Both were imposed by the executive branch without support from even the Democratic Congress in place during President Biden’s first two years in office.
Drivers who like electric vehicles (EV), primarily upper-income households in urban areas, are in luck. But those who prefer gasoline-powered cars will see increases in their costs, both for new and used cars, and UAW employees will lose jobs.
New jobs in EVs and batteries for those vehicles are being created through federal Inflation Reduction Act funding, but those jobs are in right-to-work states, where wages are lower and workers don’t have to join a union as a condition of employment.
Chinese workers are also winners because the Chinese Communist Party owns a substantial share of the minerals required for EV batteries, such as lithium, graphite, and cobalt. Beijing is buying mines in Africa for minerals and setting up factories in Indonesia to avoid potential bans on Chinese imports.
Auto parts employees will also lose jobs because EVs have fewer parts, and electrical components are likely to come from abroad.
Auto mechanics will be affected because EV owners can’t go to their local gas stations for service. Teslas and other EVs need to go back to the dealers for servicing.
Just 6 percent of new vehicles sold in 2022 were EVs because Americans prefer vehicles with some gasoline-powered engine, either regular or hybrid.

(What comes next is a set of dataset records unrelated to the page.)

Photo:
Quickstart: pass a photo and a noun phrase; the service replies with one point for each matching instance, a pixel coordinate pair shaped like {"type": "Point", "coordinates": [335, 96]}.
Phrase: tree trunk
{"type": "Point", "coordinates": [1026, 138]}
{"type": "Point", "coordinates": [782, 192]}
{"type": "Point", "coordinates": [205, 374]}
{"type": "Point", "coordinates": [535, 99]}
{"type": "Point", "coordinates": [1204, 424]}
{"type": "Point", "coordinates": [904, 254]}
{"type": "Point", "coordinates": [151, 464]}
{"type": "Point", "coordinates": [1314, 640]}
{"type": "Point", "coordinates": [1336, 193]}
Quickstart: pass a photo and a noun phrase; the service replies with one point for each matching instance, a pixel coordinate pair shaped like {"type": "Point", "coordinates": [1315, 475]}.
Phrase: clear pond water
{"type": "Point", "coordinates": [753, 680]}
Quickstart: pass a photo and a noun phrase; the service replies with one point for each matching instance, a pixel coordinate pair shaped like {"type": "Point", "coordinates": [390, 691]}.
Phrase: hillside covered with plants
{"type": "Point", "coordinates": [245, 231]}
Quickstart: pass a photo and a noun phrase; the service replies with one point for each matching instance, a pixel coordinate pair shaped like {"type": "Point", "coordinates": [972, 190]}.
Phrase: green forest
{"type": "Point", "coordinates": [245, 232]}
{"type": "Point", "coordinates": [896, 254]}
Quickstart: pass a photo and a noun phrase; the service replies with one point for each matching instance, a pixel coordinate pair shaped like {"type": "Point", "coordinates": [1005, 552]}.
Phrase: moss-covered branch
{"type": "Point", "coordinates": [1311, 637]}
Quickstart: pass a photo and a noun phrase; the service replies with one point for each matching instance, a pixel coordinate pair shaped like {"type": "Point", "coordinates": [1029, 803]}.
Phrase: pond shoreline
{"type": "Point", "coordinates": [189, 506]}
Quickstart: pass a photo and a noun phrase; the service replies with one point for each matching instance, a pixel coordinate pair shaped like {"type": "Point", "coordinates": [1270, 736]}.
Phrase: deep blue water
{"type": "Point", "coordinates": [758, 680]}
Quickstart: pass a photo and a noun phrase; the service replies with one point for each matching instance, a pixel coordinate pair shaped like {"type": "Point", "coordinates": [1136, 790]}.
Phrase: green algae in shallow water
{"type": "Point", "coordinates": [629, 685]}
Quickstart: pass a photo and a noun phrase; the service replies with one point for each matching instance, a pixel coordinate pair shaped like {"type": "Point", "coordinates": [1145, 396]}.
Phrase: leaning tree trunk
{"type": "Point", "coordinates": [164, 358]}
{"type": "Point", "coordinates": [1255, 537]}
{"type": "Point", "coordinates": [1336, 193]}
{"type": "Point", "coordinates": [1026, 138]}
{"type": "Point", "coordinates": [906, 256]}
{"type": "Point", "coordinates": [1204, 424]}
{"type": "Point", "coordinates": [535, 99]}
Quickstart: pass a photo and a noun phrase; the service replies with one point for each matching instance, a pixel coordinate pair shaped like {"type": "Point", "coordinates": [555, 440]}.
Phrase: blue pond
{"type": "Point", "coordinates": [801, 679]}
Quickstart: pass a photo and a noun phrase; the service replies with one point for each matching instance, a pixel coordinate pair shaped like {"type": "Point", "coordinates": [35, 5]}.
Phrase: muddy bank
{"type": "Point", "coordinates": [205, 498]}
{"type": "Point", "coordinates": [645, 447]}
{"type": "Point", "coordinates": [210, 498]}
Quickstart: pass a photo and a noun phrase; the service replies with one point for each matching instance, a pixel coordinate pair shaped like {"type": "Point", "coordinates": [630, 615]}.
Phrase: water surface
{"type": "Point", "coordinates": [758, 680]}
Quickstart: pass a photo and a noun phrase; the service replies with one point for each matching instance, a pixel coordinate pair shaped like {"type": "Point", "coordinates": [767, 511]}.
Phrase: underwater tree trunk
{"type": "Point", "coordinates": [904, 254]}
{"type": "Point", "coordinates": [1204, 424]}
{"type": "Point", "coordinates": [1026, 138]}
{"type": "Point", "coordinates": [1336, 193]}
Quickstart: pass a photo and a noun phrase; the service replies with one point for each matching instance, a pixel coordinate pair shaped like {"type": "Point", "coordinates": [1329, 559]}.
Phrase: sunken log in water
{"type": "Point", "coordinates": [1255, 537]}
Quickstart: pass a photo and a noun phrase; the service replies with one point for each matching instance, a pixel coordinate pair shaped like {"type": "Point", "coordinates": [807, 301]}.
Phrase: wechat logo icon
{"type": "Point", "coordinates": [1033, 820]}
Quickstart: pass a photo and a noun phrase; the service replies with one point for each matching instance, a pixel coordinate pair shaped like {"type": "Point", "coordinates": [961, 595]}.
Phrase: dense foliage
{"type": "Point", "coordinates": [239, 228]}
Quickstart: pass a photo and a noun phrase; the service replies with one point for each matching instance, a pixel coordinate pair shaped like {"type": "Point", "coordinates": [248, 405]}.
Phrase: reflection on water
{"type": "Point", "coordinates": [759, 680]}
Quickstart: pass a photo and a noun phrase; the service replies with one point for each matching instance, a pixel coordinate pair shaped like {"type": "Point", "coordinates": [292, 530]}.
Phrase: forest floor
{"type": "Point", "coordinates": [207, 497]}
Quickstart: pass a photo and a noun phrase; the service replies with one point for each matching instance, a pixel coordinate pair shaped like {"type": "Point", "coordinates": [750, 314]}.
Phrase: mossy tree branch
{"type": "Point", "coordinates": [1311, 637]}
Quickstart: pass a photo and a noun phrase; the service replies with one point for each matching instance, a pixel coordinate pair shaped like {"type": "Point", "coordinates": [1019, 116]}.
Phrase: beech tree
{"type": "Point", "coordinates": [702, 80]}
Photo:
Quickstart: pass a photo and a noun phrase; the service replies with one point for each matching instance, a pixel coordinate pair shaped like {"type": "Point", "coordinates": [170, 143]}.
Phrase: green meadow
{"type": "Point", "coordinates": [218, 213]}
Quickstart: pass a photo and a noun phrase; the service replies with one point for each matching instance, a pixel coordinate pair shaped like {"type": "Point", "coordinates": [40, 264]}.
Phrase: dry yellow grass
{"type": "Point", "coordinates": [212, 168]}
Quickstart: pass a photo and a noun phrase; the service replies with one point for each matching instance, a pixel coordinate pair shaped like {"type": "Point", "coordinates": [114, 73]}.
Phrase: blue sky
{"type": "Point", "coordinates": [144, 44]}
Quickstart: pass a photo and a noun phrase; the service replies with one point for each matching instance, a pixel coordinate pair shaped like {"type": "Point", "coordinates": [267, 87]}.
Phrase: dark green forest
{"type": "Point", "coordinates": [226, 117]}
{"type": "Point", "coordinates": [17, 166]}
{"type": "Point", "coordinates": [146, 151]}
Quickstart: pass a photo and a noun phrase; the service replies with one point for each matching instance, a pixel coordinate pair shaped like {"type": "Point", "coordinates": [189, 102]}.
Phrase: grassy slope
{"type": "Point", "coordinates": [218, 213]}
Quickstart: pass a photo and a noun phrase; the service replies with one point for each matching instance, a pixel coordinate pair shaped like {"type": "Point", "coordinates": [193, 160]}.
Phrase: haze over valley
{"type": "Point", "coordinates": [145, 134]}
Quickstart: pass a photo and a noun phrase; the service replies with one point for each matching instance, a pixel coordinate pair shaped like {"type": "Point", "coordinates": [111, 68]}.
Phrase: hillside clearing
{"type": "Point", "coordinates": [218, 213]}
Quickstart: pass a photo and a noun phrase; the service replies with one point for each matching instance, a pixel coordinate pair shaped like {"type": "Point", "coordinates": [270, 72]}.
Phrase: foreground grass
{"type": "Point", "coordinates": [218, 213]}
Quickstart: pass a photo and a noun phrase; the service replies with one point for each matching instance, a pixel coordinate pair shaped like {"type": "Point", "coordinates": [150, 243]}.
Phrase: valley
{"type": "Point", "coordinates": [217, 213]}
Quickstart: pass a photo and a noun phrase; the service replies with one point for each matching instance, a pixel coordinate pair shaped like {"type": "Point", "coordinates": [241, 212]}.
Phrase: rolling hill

The bestselling vehicle in the United States is the Ford F-150 pickup truck, with other pickup trucks and SUVs not far behind. The move to 60 percent of sales for EVs by 2030 and 66 percent just two years later in 2032, with an end to gasoline-powered car sales in 2035, is due to pressure from the Biden administration.
President Biden signaled to oil companies that future investments were uncertain and unwanted. Without congressional action, he ended construction of the Keystone XL pipeline, raised lease fees and royalties on federal lands, designated large swaths of federal lands off-limits to oil exploration, and ended previously agreed-upon leases in Alaska.
In addition, the Biden administration is slowing pipeline construction, and America needs pipelines to bring more oil and natural gas from where it’s produced to domestic businesses and consumers, and for overseas export.
The green agenda is driving the UAW to strike, because banning the internal-combustion engine is equivalent to banning auto jobs.